Yesterday, Oliver had his appointment with the neurologist.  I'm not sure what I was expecting, but I definitely wasn't expecting that the doctor would be simply doing an evaluation very similar to the one our new pediatrician did.  She simply observed and interacted with Oliver, asked me questions about him and Wynter, and then told me to bring him back in six months. She seemed to focus on odd things, like the fact that Wynter doesn't seem to be showing any autistic symptoms right now, and the fact that Oliver and I are fairly similar (does she think he just inherited every single "quirk" from me?), and she seemed to think that if Oliver received speech therapy and preschool services he will just blossom and the things we see as symptoms of autism now will disappear.

I have to admit that I initially felt disappointed and frustrated that she didn't order tests (because I had expected at least that much), and to a small extent I did feel like she wasn't listening to me.  At one point we were discussing Oliver's words, he currently says "hi" or "hey" and "no" somewhat appropriately, and without prompting.  He's begun to try and imitate some other words if we say them first, one of them is "Mama".  However, he hasn't noticeably connected that word with me, and he might imitate "Mama" but then he will go on to start saying "mamamamama", so I can't even be sure he understands that it is a word at all.  When he imitated the word at the neurologist's yesterday she seemed to take that as an indication that he knows what he is saying and who "Mama" is, even though when she asked him "Where is Mama?" he wandered in my direction but didn't look at me, point at me, or actually go to me.

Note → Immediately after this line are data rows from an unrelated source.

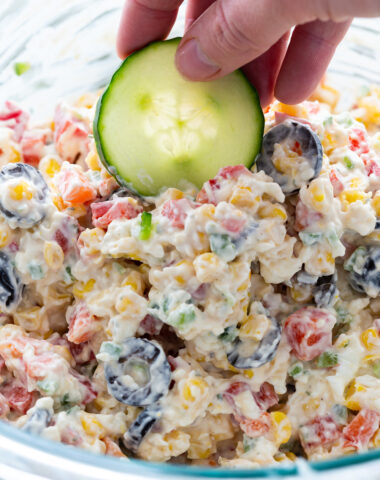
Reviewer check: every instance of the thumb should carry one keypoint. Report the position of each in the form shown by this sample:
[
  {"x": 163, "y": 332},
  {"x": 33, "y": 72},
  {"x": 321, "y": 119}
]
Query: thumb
[{"x": 231, "y": 33}]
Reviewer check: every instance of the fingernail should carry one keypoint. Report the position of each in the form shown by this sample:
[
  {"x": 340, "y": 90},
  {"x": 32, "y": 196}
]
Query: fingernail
[{"x": 193, "y": 63}]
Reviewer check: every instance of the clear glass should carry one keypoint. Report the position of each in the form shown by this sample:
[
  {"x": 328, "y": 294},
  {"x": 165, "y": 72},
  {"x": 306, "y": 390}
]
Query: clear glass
[{"x": 70, "y": 47}]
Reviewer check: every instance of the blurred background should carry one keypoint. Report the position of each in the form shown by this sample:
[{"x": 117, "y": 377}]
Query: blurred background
[{"x": 67, "y": 47}]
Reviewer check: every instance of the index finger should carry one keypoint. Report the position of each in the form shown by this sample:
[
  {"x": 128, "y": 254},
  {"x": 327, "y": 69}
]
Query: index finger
[{"x": 144, "y": 21}]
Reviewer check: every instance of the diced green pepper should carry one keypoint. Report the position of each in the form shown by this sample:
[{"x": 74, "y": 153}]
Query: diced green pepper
[
  {"x": 35, "y": 271},
  {"x": 223, "y": 246},
  {"x": 296, "y": 370},
  {"x": 146, "y": 226},
  {"x": 49, "y": 387},
  {"x": 229, "y": 334},
  {"x": 376, "y": 368}
]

I don't want to exaggerate Oliver's problems.  More than anything I'd love to have him turn and look at me and say "Mama" and know he understands what he's saying.  I also don't want to understate the issues we're seeing and dealing with, that won't help anyone.  It irritates me when others seem to minimize what we're concerned about.  It's also hard to trust my emotions on this.  The neurologist did say she saw a great need for speech therapy and preschool services, so logically I don't think she was minimizing anything.  She did seem to think all his problems stem from his speech delay, which I disagree with and so that put me emotionally on edge.  I have to remember she's a neurologist who specializes in pediatric neurology and specifically in epilepsy in children, which is not what we're dealing with.  She's important to the diagnosis because, as far as I understand, she looks for any underlying neurological cause, but it is the developmental pediatrician who will be able to give a more in depth look into Oliver's developmental delays.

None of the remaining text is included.